Composer’s Note on the Algorithm
The process I chose was that of setting a poem instrumentally according to its vowels. The suggested method was to assign each of A, E, I, O and U a set of pitches and choose a note from the set randomly each time a vowel is used in the poem. However, since poetry is about language as it sounds, rather than as it is written, I decided to make a new system according to vowel sound rather than spelling. I used Wells’s list of vowel sounds to identify fourteen different vowel sounds in Herrick’s A Ternary of Littles, and mapped them onto the poem. The first time a new vowel appears, it is given the lowest available number. I then created my sets of pitches – major triads ascending chromatically, so 1 is C E G, 2 is D flat, F, A flat, 3 is D, F sharp, A, etc. After that it was simply a process of threading them into little melodies, choosing one of the available three pitches for any incidence of the number. I decided to keep the rhythm steady to mirror the way one would read the poem; an aspect of my vowel system was that it fitted the poem syllabically, where a spelled system would not (for example, in a spelled system the word ‘boat’ would give two notes rather than one as it contains two vowels even though it is only one syllable). Another way in which I tried to stay as close to the poem as possible was in my treatment of the first two lines of each stanza. The first and second lines of all but the last stanza all end ‘fits a little [noun]’ or ‘best fits a little [noun]’, so within these verses the first and second lines end with the same string of notes.
Changeling (2016) – Trio for piano, cello and clarinet – 5’30’’
There are many tales in folklore of fairies or elves stealing a human baby and leaving one of their own offspring, a changeling, in its place. In this piece the restless and more rhythmically-driven outer sections surround an other-worldly lullaby, which should be played quite freely. The effect should be as beautifully expressive as possible, yet also sinister.
Procession and Dance for a Bygone King (2016) – Chamber Orchestra – 6’
The music begins from afar, looking on at a royal procession from a long way away, or possibly looking backwards from a long time in the future. As the procession becomes clearer, it alludes to aspects of Renaissance dance, most notably the Pavane. This is followed by a section in triple-time, in deference to the more athletic Galliard, which was often danced after a Pavane. Eventually, having done much walking and dancing, the exhausted company disappear once more into the distance.
Geometric Triptych (2015) – Three miniatures for clarinet and piano
Kite (2’30’’) depicts the flight of a kite; the wind builds up through the beginning section with the clarinettist blowing unpitched ‘gusts’ until the kite has enough momentum to take to the air, bobbing around for a while before soaring off at the end.
Pentagon (1’30’’) is based around patterns of five – the pulse is in five, the phrases are built of five bars, and the harmony is based on perfect fifths.

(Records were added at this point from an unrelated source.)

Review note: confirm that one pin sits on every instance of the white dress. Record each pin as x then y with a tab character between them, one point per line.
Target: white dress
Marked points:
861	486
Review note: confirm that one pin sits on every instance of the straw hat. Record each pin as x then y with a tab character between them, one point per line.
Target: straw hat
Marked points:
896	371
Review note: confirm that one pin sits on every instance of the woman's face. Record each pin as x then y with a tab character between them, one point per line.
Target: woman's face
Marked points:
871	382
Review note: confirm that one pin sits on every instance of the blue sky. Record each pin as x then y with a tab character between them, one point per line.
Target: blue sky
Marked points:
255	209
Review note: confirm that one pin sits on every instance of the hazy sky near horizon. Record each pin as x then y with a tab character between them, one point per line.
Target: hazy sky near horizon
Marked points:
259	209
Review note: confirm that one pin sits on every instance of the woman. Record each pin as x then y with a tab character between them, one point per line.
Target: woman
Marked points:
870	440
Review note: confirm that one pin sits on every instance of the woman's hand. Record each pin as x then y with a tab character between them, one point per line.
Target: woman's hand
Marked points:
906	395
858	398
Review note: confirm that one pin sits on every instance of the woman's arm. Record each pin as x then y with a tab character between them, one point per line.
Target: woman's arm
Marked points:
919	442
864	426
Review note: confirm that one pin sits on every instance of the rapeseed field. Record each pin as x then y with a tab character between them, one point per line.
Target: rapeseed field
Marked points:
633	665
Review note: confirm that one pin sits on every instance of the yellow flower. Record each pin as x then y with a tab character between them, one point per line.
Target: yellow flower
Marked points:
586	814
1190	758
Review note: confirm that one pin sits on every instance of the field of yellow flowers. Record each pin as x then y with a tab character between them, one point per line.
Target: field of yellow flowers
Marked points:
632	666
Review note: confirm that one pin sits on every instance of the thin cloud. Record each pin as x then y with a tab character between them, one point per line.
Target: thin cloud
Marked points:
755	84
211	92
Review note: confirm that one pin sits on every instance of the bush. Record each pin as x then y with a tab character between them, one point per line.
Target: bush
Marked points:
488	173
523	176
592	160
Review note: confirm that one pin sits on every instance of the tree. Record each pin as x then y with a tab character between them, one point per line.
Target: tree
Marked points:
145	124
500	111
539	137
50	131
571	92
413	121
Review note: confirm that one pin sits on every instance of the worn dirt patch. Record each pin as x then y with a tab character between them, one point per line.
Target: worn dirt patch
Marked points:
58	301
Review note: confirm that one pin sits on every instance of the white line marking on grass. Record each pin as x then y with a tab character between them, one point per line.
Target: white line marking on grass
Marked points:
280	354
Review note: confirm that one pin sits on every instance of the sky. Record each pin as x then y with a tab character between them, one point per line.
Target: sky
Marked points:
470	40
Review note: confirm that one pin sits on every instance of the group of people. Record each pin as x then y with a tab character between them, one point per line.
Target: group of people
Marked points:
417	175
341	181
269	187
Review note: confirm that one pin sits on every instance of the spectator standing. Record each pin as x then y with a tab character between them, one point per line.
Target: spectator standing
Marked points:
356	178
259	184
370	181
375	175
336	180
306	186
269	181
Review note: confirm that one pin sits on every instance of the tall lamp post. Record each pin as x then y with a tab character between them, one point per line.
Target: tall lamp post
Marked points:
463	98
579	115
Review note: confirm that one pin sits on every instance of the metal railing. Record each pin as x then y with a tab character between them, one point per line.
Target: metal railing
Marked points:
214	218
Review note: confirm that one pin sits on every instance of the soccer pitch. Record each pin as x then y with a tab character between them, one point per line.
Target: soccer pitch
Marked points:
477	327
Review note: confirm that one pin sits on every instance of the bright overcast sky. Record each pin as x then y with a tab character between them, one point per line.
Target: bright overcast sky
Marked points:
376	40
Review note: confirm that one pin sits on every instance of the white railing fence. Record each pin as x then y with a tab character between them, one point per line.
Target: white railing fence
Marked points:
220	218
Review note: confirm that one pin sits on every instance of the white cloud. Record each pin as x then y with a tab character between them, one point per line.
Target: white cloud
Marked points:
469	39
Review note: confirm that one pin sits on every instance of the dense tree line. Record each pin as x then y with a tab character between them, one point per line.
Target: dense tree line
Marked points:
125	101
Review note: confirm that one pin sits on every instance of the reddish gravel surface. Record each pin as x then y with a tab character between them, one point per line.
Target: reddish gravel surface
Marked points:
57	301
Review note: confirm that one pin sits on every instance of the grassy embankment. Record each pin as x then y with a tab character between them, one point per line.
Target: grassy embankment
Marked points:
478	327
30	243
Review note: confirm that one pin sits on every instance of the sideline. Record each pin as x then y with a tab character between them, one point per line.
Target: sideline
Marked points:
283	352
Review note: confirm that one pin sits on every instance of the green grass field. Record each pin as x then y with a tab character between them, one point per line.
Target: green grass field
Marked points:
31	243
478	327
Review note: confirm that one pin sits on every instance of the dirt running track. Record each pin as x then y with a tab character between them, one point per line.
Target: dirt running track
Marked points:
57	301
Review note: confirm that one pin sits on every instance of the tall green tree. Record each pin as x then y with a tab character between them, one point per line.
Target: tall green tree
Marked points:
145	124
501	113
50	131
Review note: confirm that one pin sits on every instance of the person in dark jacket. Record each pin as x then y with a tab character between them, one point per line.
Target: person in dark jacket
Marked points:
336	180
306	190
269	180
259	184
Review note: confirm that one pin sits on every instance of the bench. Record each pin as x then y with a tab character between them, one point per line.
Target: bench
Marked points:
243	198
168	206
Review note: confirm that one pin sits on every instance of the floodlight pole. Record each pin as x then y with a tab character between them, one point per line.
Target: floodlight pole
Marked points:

The slight irregularities of pulse and harmonic shifts in Trapezium (1’40’’) are intended to represent the slanted ‘wonky’ look of a trapezium.
Circle Dances (2014) – Trio for piano, viola and bass clarinet – 6’30’’
This trio was first performed in Newnham College’s Music for the Festive Season in 2014, and received its second performance in Haywards Heath in May 2017, where it was described as a ‘powerful, toccata-type piece’.
Through Coloured Glass (2013) – Quartet for flute, clarinet, violin and cello – 3’40’’
Written on the 2013 Sound and Music Summer School at the Purcell School. Sarah was part of the Instrumental Composition group, tutored by David Horne.
Quartet in Sepia (2012) – violin, clarinet, cello and marimba – 4’20’’
Members of the Britten Sinfonia performed this quartet in a Music Nation gala concert in Saffron Walden in March 2012 as part of the London 2012 Festival.